Hydrolytic behavior of 5α-hydroxy-11β- and 5β-hydroxy-11α-substituted 19-norsteroids

Abstract Teutsch G. and Belanger A. treated 5α,10α epoxides with Grignard-reagents catalyzed by copper(I) ions. The reaction with steroidal epoxides proceeded with complete regio- and stereospecificity, leading exclusively to the 11β-substituted compounds. According to our synthetic strategy, the 5,10 epoxide isomers were not separated; instead, the pure 11β, and in some cases, 11α-substituted molecules were isolated after the conjugate addition of the Grignard-reagents, followed by deketalization and dehydration. Surprisingly, appearance of a third compound was generally observed beside the expected deprotected products, and this compound turned out to have a 3-keto-5(10),9(11) structural unit.
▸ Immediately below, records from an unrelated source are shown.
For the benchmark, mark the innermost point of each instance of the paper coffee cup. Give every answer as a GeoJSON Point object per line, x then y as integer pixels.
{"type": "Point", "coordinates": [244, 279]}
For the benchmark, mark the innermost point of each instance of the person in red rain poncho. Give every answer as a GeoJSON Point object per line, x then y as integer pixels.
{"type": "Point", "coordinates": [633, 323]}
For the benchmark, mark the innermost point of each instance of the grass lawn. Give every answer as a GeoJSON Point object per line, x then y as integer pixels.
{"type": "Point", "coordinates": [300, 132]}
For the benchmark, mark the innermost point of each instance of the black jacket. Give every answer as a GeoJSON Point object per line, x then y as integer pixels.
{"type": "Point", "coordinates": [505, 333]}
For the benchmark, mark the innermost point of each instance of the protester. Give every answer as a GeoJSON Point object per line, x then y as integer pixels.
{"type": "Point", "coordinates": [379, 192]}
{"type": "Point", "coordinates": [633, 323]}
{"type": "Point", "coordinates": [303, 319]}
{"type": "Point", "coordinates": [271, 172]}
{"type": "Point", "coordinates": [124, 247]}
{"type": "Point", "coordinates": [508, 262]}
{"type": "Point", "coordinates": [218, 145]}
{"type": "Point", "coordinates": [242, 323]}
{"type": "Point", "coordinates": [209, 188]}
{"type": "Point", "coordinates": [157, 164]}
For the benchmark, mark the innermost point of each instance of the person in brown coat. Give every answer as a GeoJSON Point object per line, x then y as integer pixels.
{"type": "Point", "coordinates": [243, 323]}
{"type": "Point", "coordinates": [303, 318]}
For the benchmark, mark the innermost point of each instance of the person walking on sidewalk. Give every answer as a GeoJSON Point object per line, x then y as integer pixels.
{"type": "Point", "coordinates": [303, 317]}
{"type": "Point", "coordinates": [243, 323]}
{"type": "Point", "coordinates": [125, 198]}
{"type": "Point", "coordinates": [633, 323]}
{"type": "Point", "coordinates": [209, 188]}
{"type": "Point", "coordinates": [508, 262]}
Starting from pure 3-ethylenedioxy-5α,10α-epoxy-estr-9(11)-ene-17-one and 3-ethylenedioxy-5β,10β-epoxy-estr-9(11)-ene-17-one, four model compounds were synthesized (11α- and 11β-{4-[1,1-(ethylenedioxy)-ethyl]phenyl}-estra-, as well as 11α- and 11β-cyclohexyl-estra-derivatives) to study the process of deprotection and dehydration. 3-keto-5(10),9(11)-derivatives were found to form after deketalization and dehydration only from 11α-substituted derivatives, while 11β-derivatives resulted in only the expected 3-keto-5,9-diene structure. After observing this remarkable difference between the behavior of 11α-, 11β-substituted isomers we decided to take a closer look at the processes of deketalization and dehydration. In order to carry out the hydrolysis under mild conditions, pyridinium paratoluenesulfonate, a weakly acidic salt, was applied. All the intermediate products observed by TLC were isolated. The outcome of the deprotection and elimination reactions can be rationalized by two factors: conjugation of olefins (with the 3-oxo-group or the 11-phenyl group) and orientation of groups to be eliminated.